Books 1–3 have a structural coherence that the later books don’t. The arc that begins with the Stark family’s disruption reaches a brutal and complete resolution by the end of A Storm of Swords. If you stop there, you have read one of the finest fantasy trilogies ever written. You are also missing two more published books and an unfinished series, but the experience of those three books is self-contained enough to work.
The show’s ending does not ruin the books. The show departs significantly from the books’ plot trajectory from Season 5 onward. The ending most people remember is the show’s ending. Martin has confirmed his ending is different. The books’ second half — everything that should follow A Dance with Dragons — has never been told.
The Winds of Winter was expected eleven years ago. George R.R. Martin will be 77 in 2026. These are facts that deserve to be stated plainly, not because they should stop you from reading, but because the decision to invest 4,200 pages in an unfinished series is a real decision that warrants real information.
Books 4 and 5 are significantly slower than Books 1–3. A Feast for Crows was written after Martin split one enormous Book 4 into two volumes, covering different POV characters in each. The result is that you spend A Feast for Crows without Daenerys, Jon, or Tyrion — three of the series’ most compelling characters — while following plotlines in Dorne and the Iron Islands that are less developed. A Dance with Dragons reunites you with those characters but ends on cliffhangers that have now been unresolved for fourteen years.

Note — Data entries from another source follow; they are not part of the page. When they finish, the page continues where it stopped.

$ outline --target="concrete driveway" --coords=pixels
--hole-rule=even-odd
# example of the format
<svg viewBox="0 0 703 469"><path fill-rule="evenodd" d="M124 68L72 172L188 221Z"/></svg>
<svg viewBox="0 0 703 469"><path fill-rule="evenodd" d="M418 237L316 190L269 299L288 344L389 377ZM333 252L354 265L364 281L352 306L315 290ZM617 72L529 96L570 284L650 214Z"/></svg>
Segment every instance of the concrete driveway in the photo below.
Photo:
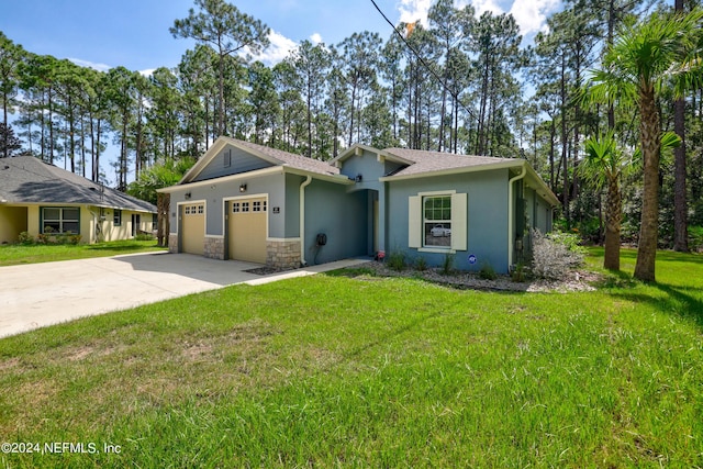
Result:
<svg viewBox="0 0 703 469"><path fill-rule="evenodd" d="M0 337L234 283L259 284L359 264L349 259L271 276L258 264L148 253L0 267Z"/></svg>

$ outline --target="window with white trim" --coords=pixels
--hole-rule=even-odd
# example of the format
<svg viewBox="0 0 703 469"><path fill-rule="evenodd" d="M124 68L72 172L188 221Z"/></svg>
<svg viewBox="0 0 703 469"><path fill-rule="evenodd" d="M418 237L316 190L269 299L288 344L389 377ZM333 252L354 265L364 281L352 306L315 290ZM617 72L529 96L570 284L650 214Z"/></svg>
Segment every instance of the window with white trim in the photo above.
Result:
<svg viewBox="0 0 703 469"><path fill-rule="evenodd" d="M451 247L451 196L426 196L423 206L424 247Z"/></svg>
<svg viewBox="0 0 703 469"><path fill-rule="evenodd" d="M408 201L409 247L467 249L467 194L420 193Z"/></svg>
<svg viewBox="0 0 703 469"><path fill-rule="evenodd" d="M80 209L77 206L43 208L42 233L80 233Z"/></svg>

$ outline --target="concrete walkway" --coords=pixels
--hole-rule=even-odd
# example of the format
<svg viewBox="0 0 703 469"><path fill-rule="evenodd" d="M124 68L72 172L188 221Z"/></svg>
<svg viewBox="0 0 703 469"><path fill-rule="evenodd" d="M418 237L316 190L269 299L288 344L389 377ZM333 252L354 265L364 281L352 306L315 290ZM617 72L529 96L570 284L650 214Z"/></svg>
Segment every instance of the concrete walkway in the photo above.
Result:
<svg viewBox="0 0 703 469"><path fill-rule="evenodd" d="M258 276L261 267L165 252L0 267L0 337L235 283L263 284L364 263Z"/></svg>

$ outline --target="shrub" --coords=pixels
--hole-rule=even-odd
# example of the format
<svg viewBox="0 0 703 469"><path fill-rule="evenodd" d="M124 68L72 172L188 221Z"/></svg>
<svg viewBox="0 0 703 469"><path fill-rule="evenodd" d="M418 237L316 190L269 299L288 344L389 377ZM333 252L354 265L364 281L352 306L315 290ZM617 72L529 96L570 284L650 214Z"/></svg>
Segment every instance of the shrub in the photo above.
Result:
<svg viewBox="0 0 703 469"><path fill-rule="evenodd" d="M533 230L533 272L540 278L559 280L567 272L583 264L583 253L578 245L562 243L565 236L557 234L554 239Z"/></svg>
<svg viewBox="0 0 703 469"><path fill-rule="evenodd" d="M445 276L450 275L454 271L454 259L456 255L451 253L447 253L444 255L444 260L442 261L442 273Z"/></svg>
<svg viewBox="0 0 703 469"><path fill-rule="evenodd" d="M479 270L479 277L483 280L495 280L498 278L498 273L495 273L495 269L490 264L481 265L481 270Z"/></svg>
<svg viewBox="0 0 703 469"><path fill-rule="evenodd" d="M20 236L18 236L18 243L30 246L34 244L34 236L32 236L29 232L22 232L20 233Z"/></svg>
<svg viewBox="0 0 703 469"><path fill-rule="evenodd" d="M395 250L388 256L388 267L393 270L401 271L405 269L405 253Z"/></svg>
<svg viewBox="0 0 703 469"><path fill-rule="evenodd" d="M703 252L703 226L689 226L689 248L694 253Z"/></svg>
<svg viewBox="0 0 703 469"><path fill-rule="evenodd" d="M517 264L510 276L514 282L524 282L527 279L526 266L523 263Z"/></svg>

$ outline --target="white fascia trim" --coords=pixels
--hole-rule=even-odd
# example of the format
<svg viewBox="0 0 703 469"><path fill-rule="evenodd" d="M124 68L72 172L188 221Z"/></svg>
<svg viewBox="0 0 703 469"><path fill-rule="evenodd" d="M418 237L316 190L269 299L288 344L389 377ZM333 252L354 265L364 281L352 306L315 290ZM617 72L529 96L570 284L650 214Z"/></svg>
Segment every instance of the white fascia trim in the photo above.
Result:
<svg viewBox="0 0 703 469"><path fill-rule="evenodd" d="M451 168L451 169L442 169L438 171L428 171L428 172L419 172L415 175L399 175L399 176L384 176L378 178L381 182L393 182L393 181L403 181L408 179L422 179L422 178L432 178L436 176L449 176L449 175L461 175L466 172L479 172L479 171L490 171L494 169L510 169L510 168L518 168L523 165L523 159L516 159L513 161L505 163L496 163L490 165L478 165L478 166L462 166L460 168Z"/></svg>
<svg viewBox="0 0 703 469"><path fill-rule="evenodd" d="M313 179L319 179L319 180L328 181L328 182L335 182L335 183L344 185L344 186L354 186L356 183L355 181L353 181L352 179L349 179L349 178L347 178L346 176L343 176L343 175L323 175L323 174L320 174L320 172L313 172L313 171L306 171L304 169L293 168L293 167L287 166L287 165L281 166L281 168L283 168L283 171L286 174L288 174L288 175L311 177Z"/></svg>
<svg viewBox="0 0 703 469"><path fill-rule="evenodd" d="M277 175L277 174L282 174L282 172L283 172L283 167L282 166L274 166L271 168L257 169L255 171L247 171L247 172L238 172L236 175L222 176L220 178L214 178L214 179L207 179L204 181L188 182L188 183L185 183L185 185L170 186L170 187L167 187L167 188L157 189L157 192L176 193L176 192L180 192L180 191L187 191L188 189L196 188L196 187L216 186L219 183L238 181L238 180L242 180L242 179L258 178L258 177L263 177L263 176L270 176L270 175Z"/></svg>

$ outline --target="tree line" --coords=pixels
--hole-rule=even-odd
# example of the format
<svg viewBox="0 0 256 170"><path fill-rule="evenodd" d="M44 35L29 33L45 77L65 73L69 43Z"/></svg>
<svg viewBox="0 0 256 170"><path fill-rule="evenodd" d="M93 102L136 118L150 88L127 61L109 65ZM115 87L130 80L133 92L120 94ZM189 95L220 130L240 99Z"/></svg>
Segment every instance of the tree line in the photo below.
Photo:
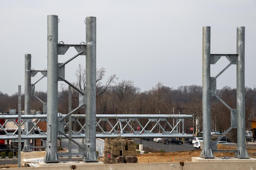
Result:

If you need narrative closure — if open storylines accumulate into frustration rather than suspense — Books 4 and 5 may produce diminishing returns regardless of their quality. The experience of finishing A Dance with Dragons and having nowhere to go is something readers who began the series in 2011 know well.
Read Books 1–3 as a unit. They share a clear structural arc and A Storm of Swords functions as a genuine climax to the material introduced in Book 1. After finishing A Storm of Swords, take a breath. If you are still compelled, continue to Books 4 and 5.
Books 4 and 5 cover parallel timelines across different groups of characters. There is a widely-used “combined read order” that interweaves the chapters from both books into a single chronological sequence, available on multiple reading community sites. Many readers find this a better experience than reading them separately. Either approach works.
The Dunk and Egg novellas — collected as A Knight of the Seven Kingdoms — are set roughly 90 years before the main series and follow a hedge knight and his young squire. They are lighter, faster, and excellent. Read them after Book 3 as a palate cleanser, or after finishing the main series. They do not require knowledge of the main series to enjoy.
The nearest comparisons in political complexity and moral ambiguity: Joe Abercrombie’s First Law trilogy (complete, darker in philosophy, shorter), Robin Hobb’s Realm of the Elderlings series (slower, character-focused, and devastating in different ways), and Ken Follett’s The Pillars of the Earth (historical rather than fantasy, but scratches the same political-intrigue-at-scale itch). None of them are the same. All of them are worth reading.